そしてニュースは色めきだってこう報道した。
その様々なニュースの中で彼が目にしたものは…
「ダイナマイトを発明し、多くの国々で戦争を引き起こし、数多の人々を闇に葬ってきた文字通りの死の商人、彼がついに死す!」
彼の周りに居た者はすぐ訴訟を起こし、
世界に真実を伝えるはずのニュースが、
いかに杜撰で無責任なものか!と豪語しながら、
彼が生きて居る事を改めて伝えた。
報道局は謝罪し、
その賠償金として彼はまた儲けることになる。
しかしこの時、彼は教会へ行き始めており、
それと同時に考えた。
「人の噂やニュースなんて好い加減なもの。誰かのさじ加減ひとつの違いで、ここまで曲げられて報道される」
「この様な人たちをアテにするのには限界がある。人はもともと限界のある生き物だ…」
「あの子だってあのとき死にかけていたのだ。それも限界…。つまり人がその限界にどう立ち向かうか、これで変わってくる」
「後世、自分がこの世を去って、人からどう噂され評価されても良い…」
「ただ神様からだけは人としての合格点を頂き、喜ばれる息子に成りたい。

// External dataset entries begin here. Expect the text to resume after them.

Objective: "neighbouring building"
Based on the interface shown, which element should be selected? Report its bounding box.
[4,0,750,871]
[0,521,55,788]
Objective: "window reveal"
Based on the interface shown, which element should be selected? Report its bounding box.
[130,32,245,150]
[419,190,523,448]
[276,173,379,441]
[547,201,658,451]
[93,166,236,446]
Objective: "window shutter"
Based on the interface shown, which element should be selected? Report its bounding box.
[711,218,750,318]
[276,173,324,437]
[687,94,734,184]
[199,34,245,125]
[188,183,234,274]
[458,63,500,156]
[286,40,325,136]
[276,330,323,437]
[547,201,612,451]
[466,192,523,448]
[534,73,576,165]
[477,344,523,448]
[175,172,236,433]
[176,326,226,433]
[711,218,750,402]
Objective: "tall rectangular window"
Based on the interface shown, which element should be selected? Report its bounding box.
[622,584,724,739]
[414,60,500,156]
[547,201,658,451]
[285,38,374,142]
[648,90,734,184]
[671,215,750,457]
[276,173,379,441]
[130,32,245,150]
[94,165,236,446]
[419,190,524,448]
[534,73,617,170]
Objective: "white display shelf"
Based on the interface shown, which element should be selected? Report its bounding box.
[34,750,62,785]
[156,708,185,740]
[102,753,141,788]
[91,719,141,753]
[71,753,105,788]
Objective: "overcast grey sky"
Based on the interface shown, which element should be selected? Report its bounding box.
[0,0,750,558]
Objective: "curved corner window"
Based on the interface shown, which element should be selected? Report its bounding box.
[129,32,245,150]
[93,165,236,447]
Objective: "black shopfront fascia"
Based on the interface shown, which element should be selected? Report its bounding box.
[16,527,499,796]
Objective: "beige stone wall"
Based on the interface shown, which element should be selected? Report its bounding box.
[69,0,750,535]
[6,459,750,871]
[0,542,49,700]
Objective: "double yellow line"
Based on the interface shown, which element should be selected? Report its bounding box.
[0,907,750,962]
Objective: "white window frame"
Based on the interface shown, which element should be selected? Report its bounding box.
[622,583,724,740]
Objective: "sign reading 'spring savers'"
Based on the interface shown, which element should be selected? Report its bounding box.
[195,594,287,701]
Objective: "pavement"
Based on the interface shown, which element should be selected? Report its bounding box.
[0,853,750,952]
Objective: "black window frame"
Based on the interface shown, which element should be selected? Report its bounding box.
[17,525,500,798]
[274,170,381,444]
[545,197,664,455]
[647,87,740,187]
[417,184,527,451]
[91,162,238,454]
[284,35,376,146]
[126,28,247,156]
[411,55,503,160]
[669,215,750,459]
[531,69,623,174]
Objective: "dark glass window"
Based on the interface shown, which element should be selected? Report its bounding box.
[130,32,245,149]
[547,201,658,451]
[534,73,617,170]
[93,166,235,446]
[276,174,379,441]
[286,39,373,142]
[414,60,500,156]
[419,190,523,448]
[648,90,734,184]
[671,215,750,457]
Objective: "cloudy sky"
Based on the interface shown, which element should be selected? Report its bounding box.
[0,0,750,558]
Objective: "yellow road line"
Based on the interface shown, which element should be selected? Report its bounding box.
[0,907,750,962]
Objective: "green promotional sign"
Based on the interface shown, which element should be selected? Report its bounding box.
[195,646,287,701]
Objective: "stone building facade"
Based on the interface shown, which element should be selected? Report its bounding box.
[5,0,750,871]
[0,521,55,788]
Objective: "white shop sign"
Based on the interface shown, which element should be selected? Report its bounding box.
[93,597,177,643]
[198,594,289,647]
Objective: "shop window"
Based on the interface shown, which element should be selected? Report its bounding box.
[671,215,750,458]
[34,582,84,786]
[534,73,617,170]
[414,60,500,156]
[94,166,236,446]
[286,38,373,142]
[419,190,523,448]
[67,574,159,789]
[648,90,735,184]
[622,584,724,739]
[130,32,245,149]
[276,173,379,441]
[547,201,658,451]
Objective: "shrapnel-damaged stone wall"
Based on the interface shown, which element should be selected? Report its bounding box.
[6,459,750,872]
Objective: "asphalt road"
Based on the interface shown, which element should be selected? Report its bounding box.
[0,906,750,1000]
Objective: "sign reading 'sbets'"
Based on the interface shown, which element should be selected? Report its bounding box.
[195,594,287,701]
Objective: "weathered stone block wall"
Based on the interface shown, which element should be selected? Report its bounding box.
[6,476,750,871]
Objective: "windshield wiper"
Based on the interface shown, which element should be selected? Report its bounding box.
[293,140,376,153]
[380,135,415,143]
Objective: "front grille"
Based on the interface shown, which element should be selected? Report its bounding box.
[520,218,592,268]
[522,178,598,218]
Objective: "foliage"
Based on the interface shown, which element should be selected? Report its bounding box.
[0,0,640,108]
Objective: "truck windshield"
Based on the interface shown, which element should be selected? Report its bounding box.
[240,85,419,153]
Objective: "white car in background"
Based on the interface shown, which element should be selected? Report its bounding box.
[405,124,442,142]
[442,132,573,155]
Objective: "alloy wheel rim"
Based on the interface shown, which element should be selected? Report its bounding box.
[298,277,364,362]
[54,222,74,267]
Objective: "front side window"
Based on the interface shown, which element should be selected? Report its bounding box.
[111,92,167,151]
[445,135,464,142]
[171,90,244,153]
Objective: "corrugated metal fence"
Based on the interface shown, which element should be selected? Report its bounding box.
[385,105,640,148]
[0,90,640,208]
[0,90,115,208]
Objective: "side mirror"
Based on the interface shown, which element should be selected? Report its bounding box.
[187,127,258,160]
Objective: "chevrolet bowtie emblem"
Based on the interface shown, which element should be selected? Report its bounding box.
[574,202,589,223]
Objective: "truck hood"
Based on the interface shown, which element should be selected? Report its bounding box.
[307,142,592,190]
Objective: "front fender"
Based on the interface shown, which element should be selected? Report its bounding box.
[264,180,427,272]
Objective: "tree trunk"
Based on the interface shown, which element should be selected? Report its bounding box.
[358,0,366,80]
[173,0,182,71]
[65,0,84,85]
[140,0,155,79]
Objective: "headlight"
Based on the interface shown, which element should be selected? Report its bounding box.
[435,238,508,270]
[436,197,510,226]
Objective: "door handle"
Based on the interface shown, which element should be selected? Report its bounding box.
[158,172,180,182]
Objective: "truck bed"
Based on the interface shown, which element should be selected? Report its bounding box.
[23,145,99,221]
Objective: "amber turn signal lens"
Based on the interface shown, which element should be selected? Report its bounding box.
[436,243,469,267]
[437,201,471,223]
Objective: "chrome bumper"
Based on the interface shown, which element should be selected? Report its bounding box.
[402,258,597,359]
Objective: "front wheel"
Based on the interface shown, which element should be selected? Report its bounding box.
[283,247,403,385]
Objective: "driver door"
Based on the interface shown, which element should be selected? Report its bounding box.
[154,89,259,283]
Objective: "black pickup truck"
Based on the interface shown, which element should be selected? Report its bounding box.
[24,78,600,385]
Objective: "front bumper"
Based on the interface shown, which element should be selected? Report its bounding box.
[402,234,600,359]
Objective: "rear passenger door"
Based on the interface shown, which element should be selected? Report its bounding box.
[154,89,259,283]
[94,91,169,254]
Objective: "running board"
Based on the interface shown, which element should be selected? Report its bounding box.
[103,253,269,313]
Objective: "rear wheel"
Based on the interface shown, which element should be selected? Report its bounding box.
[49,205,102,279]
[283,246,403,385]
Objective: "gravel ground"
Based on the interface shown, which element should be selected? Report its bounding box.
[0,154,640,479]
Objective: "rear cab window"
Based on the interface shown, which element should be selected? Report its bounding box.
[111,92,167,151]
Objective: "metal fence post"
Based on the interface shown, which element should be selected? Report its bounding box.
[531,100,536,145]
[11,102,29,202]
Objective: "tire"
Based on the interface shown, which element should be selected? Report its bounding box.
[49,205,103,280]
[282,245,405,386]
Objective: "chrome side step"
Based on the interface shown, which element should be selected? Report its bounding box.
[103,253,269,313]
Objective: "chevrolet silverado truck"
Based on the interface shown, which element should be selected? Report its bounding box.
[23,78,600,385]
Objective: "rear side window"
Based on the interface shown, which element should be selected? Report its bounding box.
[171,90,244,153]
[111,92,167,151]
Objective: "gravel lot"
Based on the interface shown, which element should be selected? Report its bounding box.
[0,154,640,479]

そうさせられたい…!」
その思い1つを胸にして、
彼は自分が得てきた巨万の富の9割を、
すべて教会に捧げた。
彼はそれで良しとして居たが、
次にまたトラブルが起こり、
それは彼の家族が猛反対したこと。
その家族は彼の富をアテにして居た。
しかし彼の心は変わらず、その事が成った。
この経過の一部始終をそのまま報道したのが、
新しく発足した報道局。
その報道局のジェネラルマネージャーには、
あのとき彼が励まし続けたあの少年、
クライシスという青年が就いて居た。